Both opinions reject the increasingly common assumption that federal judges may freely substitute their policy preferences for those of Congress and the president in matters of immigration.

That conclusion should surprise no one familiar with the Constitution or with the current court’s commitment to adhere to its original meaning.

Article I gives Congress authority over naturalization and immigration. Article II charges the president with faithfully executing the immigration laws and conducting the nation’s foreign affairs. The judiciary’s role is different. Courts are supposed to resolve concrete legal disputes — not make immigration policy. For too long, however, that distinction has been blurred.

Beginning during the first Trump administration and accelerating in recent years, nationwide injunctions or nationwide class actions have become the preferred weapon of litigants seeking to defeat executive policies with which they disagree. A single district judge can effectively veto the actions of the elected branches for the entire nation, often within days of a complaint being filed and long before appellate review. Nothing in the Constitution contemplates such extraordinary judicial power.

Federal judges possess neither the democratic legitimacy of Congress nor the political accountability of the president. Their authority extends only to deciding the cases before them and granting relief necessary to protect the specific parties before the court. They were never intended to function as a continuing supervisory council over every major policy dispute in the country. Last week’s decisions reflect a welcome recognition of that important constitutional principle.

Immigration, perhaps more than any other area of law, requires political judgment. Decisions concerning border security, humanitarian protection, foreign relations, labor markets, and national sovereignty inevitably involve competing policy considerations that courts are poorly equipped — and constitutionally unauthorized — to balance.


Reasonable people may disagree about how policy judgments in the area of immigration should be resolved. Americans have long debated the proper scope of asylum protections, the wisdom of Temporary Protected Status, and the best means of securing the southern border.

But under our constitutional system, such decisions are supposed to occur in Congress, at the White House, and ultimately at the ballot box — not through nationwide decrees issued by unelected trial judges.

Critics will undoubtedly portray the Supreme Court’s two rulings as victories for one political party or another. That misses the larger point. The real winner is the constitutional separation of powers.

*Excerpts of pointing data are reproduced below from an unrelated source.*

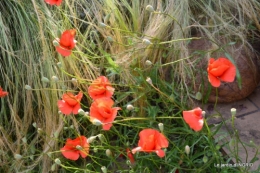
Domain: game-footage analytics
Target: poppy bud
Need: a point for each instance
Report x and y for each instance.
(54, 78)
(129, 107)
(187, 149)
(102, 25)
(203, 113)
(49, 154)
(205, 159)
(128, 162)
(56, 134)
(24, 140)
(18, 156)
(101, 137)
(108, 153)
(27, 87)
(232, 143)
(161, 127)
(59, 64)
(110, 39)
(53, 167)
(74, 81)
(78, 147)
(97, 122)
(34, 125)
(107, 17)
(91, 139)
(148, 63)
(149, 8)
(148, 79)
(233, 111)
(39, 130)
(55, 43)
(81, 112)
(57, 161)
(198, 96)
(104, 169)
(45, 79)
(95, 150)
(146, 41)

When courts respect the limits of judicial authority, they strengthen rather than weaken the rule of law. Judicial modesty is not judicial abdication. Courts remain fully empowered to decide actual cases, interpret statutes, and enforce constitutional guarantees. What they are not empowered to do is assume responsibility for making national immigration policy, a distinction that protects everyone.

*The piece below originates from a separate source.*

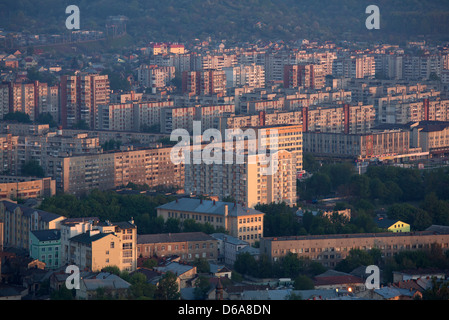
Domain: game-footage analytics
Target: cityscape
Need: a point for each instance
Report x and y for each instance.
(212, 150)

The precedents the Supreme Court established will not apply only to Republican presidents or conservative policies. They will constrain future courts considering the actions of Democrat administrations as well. Constitutional principles endure precisely because they are not dependent upon agreement with the policy of the moment.

The framers deliberately divided governmental power among three separate branches because concentrated power is dangerous regardless of who exercises it. Judicial overreach is no less inconsistent with constitutional government than executive overreach or legislative overreach.

The Supreme Court’s decisions on immigration represent an encouraging course correction. They remind lower courts that judges are not policymakers. They reaffirm that immigration decisions belong principally to the elected branches. And they take another step toward restoring the proper constitutional balance among the three branches of government.

That is good news not only for immigration policy, but also for the Constitution itself.

Editor’s note: This article appeared originally at the American Mind.